Organizational credibility, community trust, and fund-raising are increasingly dependent upon demonstration of program effectiveness and success. Students in this course are introduced to research and evaluation methods in the public and nonprofit sectors. They examine the strengths, limitations, and threats to validity; models, quantitative metrics, and tools used to evaluate programs and policies; and legal and ethical issues associated with research and evaluation methods. Students are asked to critically evaluate sample research, using these parameters.
All nonprofit organizations require financial resources. Obtaining philanthropic financial support is essential to program delivery and stability. Students in this course explore the concepts of philanthropy and development, identification of funding sources, donor/prospect cultivation and education, and solicitation and appreciation strategies. They focus on processes and strategies for creating an organizational philanthropic culture based on ethics and donor relationships. Using these strategies and other concepts presented in the course, students create a resource development plan for a nonprofit organization.

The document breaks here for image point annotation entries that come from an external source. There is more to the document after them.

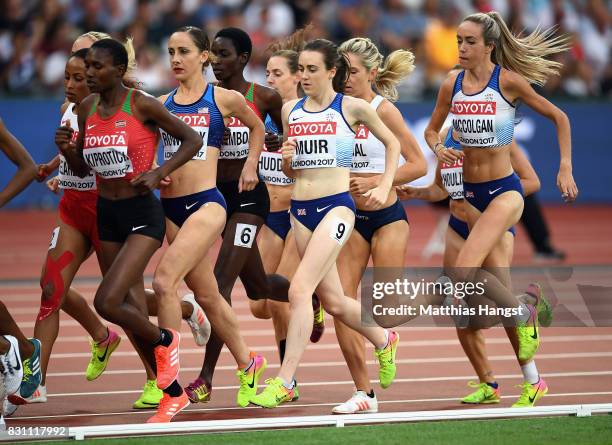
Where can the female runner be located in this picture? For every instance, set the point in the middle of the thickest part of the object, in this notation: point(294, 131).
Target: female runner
point(382, 234)
point(118, 139)
point(497, 71)
point(320, 131)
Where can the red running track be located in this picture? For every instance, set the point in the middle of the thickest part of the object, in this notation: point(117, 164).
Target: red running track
point(432, 371)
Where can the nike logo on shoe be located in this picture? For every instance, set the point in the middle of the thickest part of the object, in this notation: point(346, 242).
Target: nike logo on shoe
point(103, 355)
point(532, 399)
point(252, 384)
point(17, 365)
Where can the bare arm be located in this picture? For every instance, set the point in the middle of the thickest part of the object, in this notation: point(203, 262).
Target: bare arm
point(517, 88)
point(523, 168)
point(232, 103)
point(441, 110)
point(18, 155)
point(432, 193)
point(73, 152)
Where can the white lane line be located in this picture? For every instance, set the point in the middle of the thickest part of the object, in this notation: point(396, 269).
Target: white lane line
point(329, 364)
point(192, 408)
point(550, 375)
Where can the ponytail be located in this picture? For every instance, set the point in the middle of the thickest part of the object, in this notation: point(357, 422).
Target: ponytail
point(391, 71)
point(523, 55)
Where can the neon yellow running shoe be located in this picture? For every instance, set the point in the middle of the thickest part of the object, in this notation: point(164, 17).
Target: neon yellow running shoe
point(296, 394)
point(386, 360)
point(249, 380)
point(484, 394)
point(150, 397)
point(100, 354)
point(531, 394)
point(274, 394)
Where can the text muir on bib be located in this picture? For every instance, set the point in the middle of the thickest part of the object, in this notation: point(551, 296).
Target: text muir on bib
point(315, 144)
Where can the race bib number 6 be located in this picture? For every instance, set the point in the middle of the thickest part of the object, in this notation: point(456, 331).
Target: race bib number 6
point(245, 235)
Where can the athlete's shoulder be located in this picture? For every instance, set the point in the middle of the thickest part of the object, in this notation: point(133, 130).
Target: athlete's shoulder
point(265, 92)
point(351, 104)
point(289, 106)
point(88, 102)
point(64, 107)
point(510, 78)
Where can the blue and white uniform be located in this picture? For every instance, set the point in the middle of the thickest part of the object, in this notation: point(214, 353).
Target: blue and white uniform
point(206, 119)
point(324, 139)
point(484, 120)
point(452, 179)
point(369, 157)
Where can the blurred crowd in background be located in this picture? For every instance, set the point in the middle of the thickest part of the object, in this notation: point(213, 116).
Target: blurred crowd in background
point(36, 35)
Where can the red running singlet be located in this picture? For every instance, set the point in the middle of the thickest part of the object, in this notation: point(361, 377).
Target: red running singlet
point(119, 146)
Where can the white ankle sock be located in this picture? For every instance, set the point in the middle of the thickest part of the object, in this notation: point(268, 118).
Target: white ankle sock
point(530, 372)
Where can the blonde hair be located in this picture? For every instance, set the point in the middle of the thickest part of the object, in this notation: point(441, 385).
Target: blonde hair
point(95, 36)
point(523, 55)
point(391, 71)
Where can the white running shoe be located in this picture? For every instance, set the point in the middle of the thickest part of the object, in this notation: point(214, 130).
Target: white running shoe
point(359, 403)
point(11, 366)
point(199, 324)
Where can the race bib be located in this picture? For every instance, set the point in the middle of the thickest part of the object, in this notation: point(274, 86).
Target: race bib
point(238, 143)
point(474, 123)
point(71, 181)
point(315, 144)
point(109, 161)
point(200, 123)
point(452, 179)
point(271, 169)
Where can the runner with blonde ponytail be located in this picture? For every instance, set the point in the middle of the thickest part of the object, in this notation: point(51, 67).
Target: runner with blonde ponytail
point(498, 69)
point(382, 234)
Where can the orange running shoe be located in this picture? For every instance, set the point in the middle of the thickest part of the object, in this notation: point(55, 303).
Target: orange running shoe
point(169, 407)
point(167, 361)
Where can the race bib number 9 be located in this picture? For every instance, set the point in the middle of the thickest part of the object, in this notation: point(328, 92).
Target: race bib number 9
point(340, 230)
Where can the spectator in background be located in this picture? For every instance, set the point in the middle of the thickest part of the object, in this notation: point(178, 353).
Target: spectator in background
point(441, 43)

Creating and maintaining sustainable and livable communities require leaders who understand the connections between the natural, built, and social environments, and those who can address these connections in a holistic and integrated fashion. Students in this course examine concepts of sustainability and livability and explore popular approaches to creating and maintaining communities that are more environmentally sound, economically prosperous, and socially equitable. They also focus on strategies to halt urban sprawl and to promote alternative modes of transportation. Students define and explore these concepts through case studies and examples drawn from local communities.
Effective community leaders must be familiar with a wide range of tools, strategies, and skills to create sustainable communities. In this course, students examine these elements to learn how leaders build capacity for community change; assess community needs and resources; create community visions; promote stakeholder interest and participation; analyze community problems; and carry out practices and interventions to improve sustainability in communities. They also explore sustainability frameworks and models and apply these and other concepts presented in the course to develop a proposal for sustainable community development, focusing on community assessment, stakeholder involvement, and development planning.
Public decision-makers must understand and address a variety of complex and interrelated issues, such as land use and transportation, energy and environment, housing and schools, and regional economic development. In this course, students learn how leaders attend to these issues in light of existing policies and contemporary social, economic, political, demographic, and technological trends. Students explore and discuss planning processes, tools, approaches, strategies, and policies used to create sustainable and livable communities through collaborative processes involving multiple stakeholders. Through the development of a policy-option written assignment, students assess critical issues and identify problem-solving strategies.
In this course, students complete a capstone project using action research that fosters social change in public administration or nonprofit management and leadership. In the project they demonstrate the knowledge, skills, and competencies acquired in their master's degree program. The project employs an action research model. Students reflect on how the project and the program have contributed to their personal, scholarly, and professional growth.